Um sie vor dem Rummel in Sicherheit zu bringen, ist nun ihr "langjähriger Bekannter Ludwig" gekommen. "Hilfe, ich werde verfolgt. Ich bin ein Star, hol mich hier raus!" So lautete die verzweifelte Nachricht, die er erhalten habe, berichtet Ludwig.

Da ihre Papiere gestohlen worden seien, kann Bettina jedoch nicht sofort die Insel verlassen, "erst muss ich beim deutschen Konsulat nachweisen, dass ich lebe und wer ich bin". Doch in ihrem vorerst letzten Kontakt mit Medienvertretern wolle sie ein paar Gerüchte klarstellen: "Erst einmal heißt der Kater Mumus und nicht Mumu, wie alle berichtet haben."

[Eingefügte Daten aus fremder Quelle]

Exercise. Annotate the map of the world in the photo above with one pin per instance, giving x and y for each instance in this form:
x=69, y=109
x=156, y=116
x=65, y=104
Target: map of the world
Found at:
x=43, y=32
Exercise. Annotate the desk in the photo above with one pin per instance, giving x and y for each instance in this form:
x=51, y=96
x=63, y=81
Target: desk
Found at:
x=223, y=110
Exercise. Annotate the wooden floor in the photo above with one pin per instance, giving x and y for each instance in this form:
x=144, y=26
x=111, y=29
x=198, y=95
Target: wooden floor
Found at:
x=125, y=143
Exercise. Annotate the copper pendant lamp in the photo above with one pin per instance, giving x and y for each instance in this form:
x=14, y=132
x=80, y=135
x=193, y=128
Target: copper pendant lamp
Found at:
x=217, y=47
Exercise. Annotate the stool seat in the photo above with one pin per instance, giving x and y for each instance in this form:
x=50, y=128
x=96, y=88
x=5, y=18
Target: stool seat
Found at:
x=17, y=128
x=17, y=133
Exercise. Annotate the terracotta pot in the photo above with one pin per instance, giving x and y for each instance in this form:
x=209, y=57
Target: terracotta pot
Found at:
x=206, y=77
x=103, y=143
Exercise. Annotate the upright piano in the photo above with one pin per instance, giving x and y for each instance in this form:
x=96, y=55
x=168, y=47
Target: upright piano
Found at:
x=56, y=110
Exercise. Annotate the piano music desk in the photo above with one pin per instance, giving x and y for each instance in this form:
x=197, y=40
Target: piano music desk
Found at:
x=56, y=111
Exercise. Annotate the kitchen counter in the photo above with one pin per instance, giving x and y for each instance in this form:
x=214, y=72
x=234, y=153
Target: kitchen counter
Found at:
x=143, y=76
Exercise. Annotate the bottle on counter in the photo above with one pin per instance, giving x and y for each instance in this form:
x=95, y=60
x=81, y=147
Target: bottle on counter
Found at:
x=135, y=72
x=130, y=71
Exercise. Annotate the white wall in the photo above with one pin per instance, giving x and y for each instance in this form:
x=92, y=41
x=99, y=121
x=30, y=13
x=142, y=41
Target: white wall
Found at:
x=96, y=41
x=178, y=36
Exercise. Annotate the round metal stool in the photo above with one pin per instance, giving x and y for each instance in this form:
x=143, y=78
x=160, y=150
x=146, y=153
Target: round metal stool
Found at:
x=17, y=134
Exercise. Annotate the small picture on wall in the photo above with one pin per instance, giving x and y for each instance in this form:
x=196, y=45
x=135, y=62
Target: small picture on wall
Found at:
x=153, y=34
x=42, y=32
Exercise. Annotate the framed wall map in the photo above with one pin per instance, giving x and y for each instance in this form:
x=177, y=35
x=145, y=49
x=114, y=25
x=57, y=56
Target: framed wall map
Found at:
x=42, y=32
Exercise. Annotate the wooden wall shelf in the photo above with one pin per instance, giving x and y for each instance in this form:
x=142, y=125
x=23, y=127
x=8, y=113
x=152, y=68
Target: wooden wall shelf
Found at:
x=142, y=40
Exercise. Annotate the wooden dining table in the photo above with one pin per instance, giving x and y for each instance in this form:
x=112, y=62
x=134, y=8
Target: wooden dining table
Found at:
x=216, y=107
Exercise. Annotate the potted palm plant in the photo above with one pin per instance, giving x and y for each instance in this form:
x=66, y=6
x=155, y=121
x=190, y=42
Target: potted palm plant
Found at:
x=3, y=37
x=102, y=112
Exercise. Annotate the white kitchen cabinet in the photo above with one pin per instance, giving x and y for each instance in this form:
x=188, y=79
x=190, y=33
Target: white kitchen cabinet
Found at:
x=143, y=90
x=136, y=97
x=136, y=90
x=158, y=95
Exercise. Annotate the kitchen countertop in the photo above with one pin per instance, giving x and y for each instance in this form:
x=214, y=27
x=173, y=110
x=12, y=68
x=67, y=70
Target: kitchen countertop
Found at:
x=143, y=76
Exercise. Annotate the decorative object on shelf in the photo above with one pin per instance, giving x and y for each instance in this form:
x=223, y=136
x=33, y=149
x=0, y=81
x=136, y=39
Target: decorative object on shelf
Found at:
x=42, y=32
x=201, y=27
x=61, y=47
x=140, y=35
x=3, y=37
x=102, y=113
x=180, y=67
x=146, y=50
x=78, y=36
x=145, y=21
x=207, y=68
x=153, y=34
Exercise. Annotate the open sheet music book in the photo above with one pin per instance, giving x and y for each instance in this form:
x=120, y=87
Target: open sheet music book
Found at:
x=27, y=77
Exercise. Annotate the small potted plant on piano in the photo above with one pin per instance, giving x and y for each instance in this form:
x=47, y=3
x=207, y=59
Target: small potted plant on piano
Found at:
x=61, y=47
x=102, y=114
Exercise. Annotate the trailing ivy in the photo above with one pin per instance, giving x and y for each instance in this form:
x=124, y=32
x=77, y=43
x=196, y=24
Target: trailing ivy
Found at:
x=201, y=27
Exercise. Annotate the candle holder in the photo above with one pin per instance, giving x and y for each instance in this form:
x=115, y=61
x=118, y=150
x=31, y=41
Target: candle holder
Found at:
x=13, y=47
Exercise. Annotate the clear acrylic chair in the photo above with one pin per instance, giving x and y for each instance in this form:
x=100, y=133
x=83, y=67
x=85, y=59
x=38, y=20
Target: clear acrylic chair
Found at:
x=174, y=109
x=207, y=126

Außerdem habe sie die letzten sechs Jahre nicht konstant im Flughafen gelebt, "sondern nur sporadisch. Zwischendurch habe ich in Peguera oder Cala Rajada immer wieder gearbeitet. Doch irgendwann gab es keine Jobs mehr." So kehrte sie jedes Mal wieder an den Flughafen zurück, wo sie "bisher unbehelligt" lebte. "Die Flughafenleitung ist sehr nett und duldet mich hier. Eine Mitarbeiterin hat mir zweimal in der Woche etwas zu Essen mitgebracht." Außerdem unterstützte sie Ludwig finanziell.

Ein lokaler Polizeichef habe es auf den zehnjährigen Kater abgesehen, "doch die Polizisten von der Guardia Civil am Flughafen beschützen mich, für sie ist Mumus das Flughafen-Maskottchen", erzählt Bettina.

Ihren Job als Zoll-Sachbearbeiterin hatte sie verloren, nachdem im Rahmen des Schengener Abkommens die Grenzkontrollen wegfielen. Nach privaten Schicksalsschlägen wanderte sie nach Mallorca aus. Nachdem sie hier keine Jobs mehr bekam, wollte sie nicht nach Deutschland zurückkehren. So fand sie den Flughafen als sporadischen Zufluchtsort. Doch auch diese Episode wird wohl vorbei sein, denn dieser ist zu ihrem persönlichen Horror-Dschungelcamp geworden.